Aus dem Leben eines unbeugsamen Politikers

Posthum erschien Alexej Nawalnyjs Buch „Der Patriot. Meine Geschichte“ – Stets humorvoll schildert der tragische Held, der für seine Überzeugungen Haft und Folter in Kauf nahm, seinen Kampf gegen das Putin-Regime

Grigorij Ruzewizki
18.01.2025

Am 22. Oktober 2024 wurde das Buch „Patriot“ in 36 Ländern und 26 Sprachen gleichzeitig veröffentlicht. Es ist eine posthume Autobiographie des russischen Oppositionspolitikers, Journalisten, des Gründers und Leiters der Antikorruptionsstiftung Alexej Nawalnyj (1981–2024), mit deren Niederschrift er 2020 nach dem Giftanschlag auf ihn begonnen hat.

Auf über 500 Seiten offenbart sich die charismatische Persönlichkeit des Autors, seine Offenheit gegenüber dem Leser sowie die leichte Sprache des Erzählers. Selbst auf den Seiten, auf denen er die Tage und Stunden beschreibt, die er in den Zellen der Gefängnisse verbrachte, sowie ihre unmenschliche Atmosphäre, zeugen von seinem Vertrauen in die Zukunft.

Nawalnyj schreibt warmherzig über seine Kindheit und Jugend, seine Eltern. Das Zuhause, die Familie, Hunderte von gelesenen Büchern russischer und ausländischer Klassiker formten den Jungen zu einem Kämpfer.

Zwischen den Zeilen formuliert der Autor Analogien, indem er über den sowjetischen Krieg in Afghanistan (die Kreml-Propaganda nannte den Einmarsch in dieses Land die Erfüllung einer internationalen Pflicht, bei dem etwa 14.000 Tausend russische Soldaten und Offiziere starben) und den Ukrainekrieg schreibt, in dem die Zahl der Opfer, Militärs und Zivilisten auf beiden Seiten insgesamt mehr als eine Million Menschen überschritten hat (Statistik vom Dezember 2024).
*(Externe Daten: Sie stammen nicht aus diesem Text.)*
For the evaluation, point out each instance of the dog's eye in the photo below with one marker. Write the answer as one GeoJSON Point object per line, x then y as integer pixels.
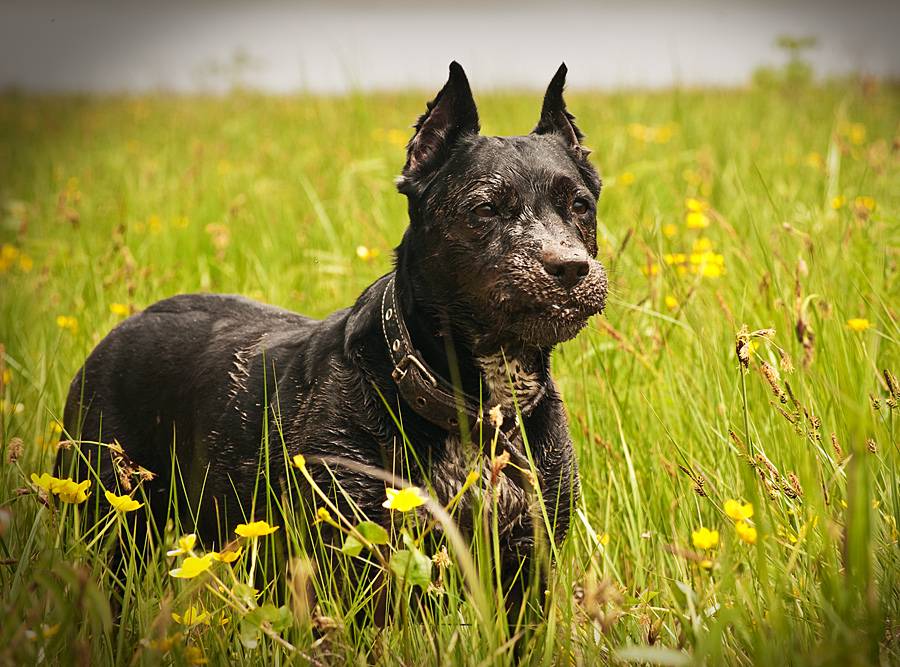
{"type": "Point", "coordinates": [485, 211]}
Das Buch in Form eines Essays ist gleichzeitig eine persönliche Erinnerung sowie eine politische und wirtschaftliche Analyse der russischen Gesellschaft über 30 Jahre hinweg. Ein autobiographischer Essay, aber gleichzeitig ist es auch eine Biographie des Landes.

Nawalnyj zeichnet ein Porträt von Boris Jelzin, dem der Rezensent eher nur ein wenig zustimmen kann. Sowohl Nawalnyj als auch Jelzin waren vielschichtige Persönlichkeiten, es gibt zwangsläufig unterschiedliche Meinungen über ihre Worte und Taten. Nawalnyj erklärt, dass jeder, der auf Jelzins Seite stand, absolut jeder, ein Dieb sei, der Russland bestohlen habe. Er beharrt jedoch nicht auf seinen Schlussfolgerungen – er respektiert den Leser und überlässt ihm die Entscheidung.

Auf jeder Seite kommt Nawalnyjs Optimismus zum Vorschein: Er macht Witze, zeigt Humor, sogar bei Gerichtsverhandlungen, und er hat Dutzende von Prozessen als Angeklagter hinter sich. Nawalnyj war sich sicher, dass Tausende Menschen zu ihm aufschauten, dass er eine öffentliche Person war, und dass er deshalb kämpfen und die Opposition anführen musste.

Dabei half ihm die Tatsache, dass er im Laufe der Jahre zu Gott gekommen war. „Der Glaube vereinfacht das Leben, er verkompliziert es nicht,“ so sein Credo. Während seiner Zeit im Gefängnis lernte Nawalnyj die Bergpredigt in vier Sprachen: Russisch, Englisch, Französisch und Latein. Sicherlich werden Tausende von Lesern in der ganzen Welt etwas von ihm lernen. Er spricht zum Beispiel von Zeichen, von Signalen, die zu ihm kamen.

Wiederholt organisierte Nawalnyj Hungerstreiks und schien sich an jede Minute dieser quälenden Stunden zu erinnern. Die Gefängnisverwaltung servierte ihm extra frisches Brathähnchen zum Mittagessen ... eine besondere Form der Misshandlung an einem hungernden Mann.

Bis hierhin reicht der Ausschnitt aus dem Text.